Présidentielle 2027 : à La Réunion, Edouard Philippe veut compter ses forces et des ralliements
Il y était venu écouter et observer . Et selon ses mots, découvrir les aspirations d’un pays, ses angoisses . C’était en février 2024. Edouard Philippe préparait alors sa candidature à la présidentielle de 2027. À huit mois du premier tour, le maire du Havre revient à La Réunion avec le statut de candidat le mieux placé du bloc central.
À ses yeux, La Réunion fait figure de territoire stratégique. D’abord parce que c’est le plus peuplé (plus de 911 000 habitants) des Outre-mer, avec donc le plus d’inscrits sur les listes électorales. Ensuite parce que le Normand, qui a maintenu les contacts noués il y a deux ans et demi, sait qu’il existe un réservoir de voix important, non seulement au sein d’un électorat de droite et du centre, mais aussi chez les abstentionnistes.

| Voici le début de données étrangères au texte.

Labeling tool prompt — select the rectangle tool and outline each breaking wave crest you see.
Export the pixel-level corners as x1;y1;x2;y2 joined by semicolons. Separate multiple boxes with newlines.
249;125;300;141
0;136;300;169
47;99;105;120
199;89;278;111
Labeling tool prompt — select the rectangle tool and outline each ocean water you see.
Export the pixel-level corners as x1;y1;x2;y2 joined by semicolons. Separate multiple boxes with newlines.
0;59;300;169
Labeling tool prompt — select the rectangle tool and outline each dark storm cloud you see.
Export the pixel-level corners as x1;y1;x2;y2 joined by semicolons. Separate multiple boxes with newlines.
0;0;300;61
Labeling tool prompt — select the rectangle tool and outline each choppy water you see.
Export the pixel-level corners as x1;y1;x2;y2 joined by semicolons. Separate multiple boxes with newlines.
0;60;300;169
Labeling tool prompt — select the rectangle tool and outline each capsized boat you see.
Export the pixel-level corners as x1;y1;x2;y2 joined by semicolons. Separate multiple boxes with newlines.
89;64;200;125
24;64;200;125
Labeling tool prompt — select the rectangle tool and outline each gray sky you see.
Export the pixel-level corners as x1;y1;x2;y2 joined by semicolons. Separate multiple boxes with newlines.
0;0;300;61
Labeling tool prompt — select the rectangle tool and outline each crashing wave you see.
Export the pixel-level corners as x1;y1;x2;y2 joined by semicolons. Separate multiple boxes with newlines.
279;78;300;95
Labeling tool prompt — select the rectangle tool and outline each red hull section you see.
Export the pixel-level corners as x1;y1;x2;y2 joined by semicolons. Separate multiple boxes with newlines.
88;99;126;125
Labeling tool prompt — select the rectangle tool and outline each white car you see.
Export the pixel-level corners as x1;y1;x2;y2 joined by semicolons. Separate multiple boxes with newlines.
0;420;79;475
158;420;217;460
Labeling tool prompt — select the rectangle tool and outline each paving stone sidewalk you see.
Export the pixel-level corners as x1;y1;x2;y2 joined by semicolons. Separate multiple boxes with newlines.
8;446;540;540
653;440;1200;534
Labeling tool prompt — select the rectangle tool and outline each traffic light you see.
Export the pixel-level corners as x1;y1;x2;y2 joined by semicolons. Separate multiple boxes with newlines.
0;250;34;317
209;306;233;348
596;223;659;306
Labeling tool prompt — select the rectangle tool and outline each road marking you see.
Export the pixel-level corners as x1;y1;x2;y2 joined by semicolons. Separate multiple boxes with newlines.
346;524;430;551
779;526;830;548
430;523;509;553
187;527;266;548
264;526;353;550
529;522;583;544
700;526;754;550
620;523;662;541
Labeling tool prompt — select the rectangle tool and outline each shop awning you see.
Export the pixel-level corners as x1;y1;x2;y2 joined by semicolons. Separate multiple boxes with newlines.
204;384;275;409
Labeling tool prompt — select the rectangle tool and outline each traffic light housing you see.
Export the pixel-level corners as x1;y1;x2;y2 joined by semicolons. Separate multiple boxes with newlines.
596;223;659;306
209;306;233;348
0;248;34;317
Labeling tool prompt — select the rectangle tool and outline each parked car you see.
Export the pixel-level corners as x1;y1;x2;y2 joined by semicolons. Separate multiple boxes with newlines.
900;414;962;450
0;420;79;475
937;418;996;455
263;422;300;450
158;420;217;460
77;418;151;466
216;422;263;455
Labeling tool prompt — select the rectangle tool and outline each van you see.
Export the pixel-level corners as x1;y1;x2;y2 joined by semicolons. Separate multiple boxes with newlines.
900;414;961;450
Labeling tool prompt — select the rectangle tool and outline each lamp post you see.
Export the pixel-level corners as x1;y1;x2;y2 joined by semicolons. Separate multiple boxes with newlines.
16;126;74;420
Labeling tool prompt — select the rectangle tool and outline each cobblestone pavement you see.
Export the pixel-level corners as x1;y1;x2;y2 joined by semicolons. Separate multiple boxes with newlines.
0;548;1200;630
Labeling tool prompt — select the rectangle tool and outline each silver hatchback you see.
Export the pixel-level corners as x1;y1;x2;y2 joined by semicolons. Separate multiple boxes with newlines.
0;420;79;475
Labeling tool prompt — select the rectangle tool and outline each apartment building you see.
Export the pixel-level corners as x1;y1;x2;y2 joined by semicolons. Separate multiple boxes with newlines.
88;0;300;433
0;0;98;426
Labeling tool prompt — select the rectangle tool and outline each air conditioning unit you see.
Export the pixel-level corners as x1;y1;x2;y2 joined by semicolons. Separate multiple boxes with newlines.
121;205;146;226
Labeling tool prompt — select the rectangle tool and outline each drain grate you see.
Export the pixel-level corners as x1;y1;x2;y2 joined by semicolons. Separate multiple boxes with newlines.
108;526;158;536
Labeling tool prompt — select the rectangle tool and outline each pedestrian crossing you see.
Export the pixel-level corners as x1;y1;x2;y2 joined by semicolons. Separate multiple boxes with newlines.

Selon son entourage, Edouard Philippe entend mettre en œuvre une mécanique de rassemblement . Un copier-coller de sa stratégie nationale visant à imposer son leadership au sein d’un espace politique allant de la droite conservatrice à la gauche sociale-démocrate. Une union indispensable, théorise Edouard Philippe afin d’éviter ce qu’il qualifie de duel mortifère entre les deux extrêmes , Marine Le Pen contre Jean-Luc Mélenchon.
À La Réunion, comme tout candidat, l’ancien Premier ministre veut s’emparer des grands enjeux incontournables de l’île : le développement économique et l’emploi, alors que le taux de chômage est plus de deux fois supérieur à celui de l’Hexagone (18 %) ; l’attente de 53 000 familles pour un logement social ; la sécheresse ; la transition écologique ; l’agriculture ; et le dossier qui inquiète le plus les responsables publics, la lutte contre le narcotrafic en pleine recrudescence.
En sillonnant l’île et en déclinant les thématiques, Edouard Philippe a surtout prévu de passer beaucoup de temps avec les élus locaux afin d’obtenir des ralliements. Présent à La Réunion, Horizons ne compte pour l’instant ni élus de premier plan ni solide implantation. L’objectif est de réaliser un maillage territorial avec des comités présents dans les vingt-quatre communes , dévoile un des cadres nationaux du parti. Pour commencer, Edouard Philippe a organisé un dîner, dimanche, où ont été conviés le maire LR de Saint-Pierre, David Lorion, la sénatrice LR Viviane Malet, le centriste et président de l’association des maires de La Réunion Serge Hoarau, ainsi que d’autres maires du sud du département.
Edouard Philippe ne cache pas non plus qu’il entretient de très bonnes relations avec Cyrille Melchior, le président du conseil départemental, qu’il aimerait voir le rejoindre en tête d’affiche, avec une annonce officielle à l’issue de ce déplacement. Si Cyrille Melchior a récemment repris sa carte chez Les Républicains, il est aussi celui qui a créé Nouvel R’ , un parti visant à unifier la droite et le centre à La Réunion.
Ce travail de rassemblement s’opère dans un contexte de profondes et vieilles divisions des droites locales, accentuées par la disparition fin mars 2025 de Michel Fontaine, maire de Saint-Pierre et puissant patron de LR à La Réunion.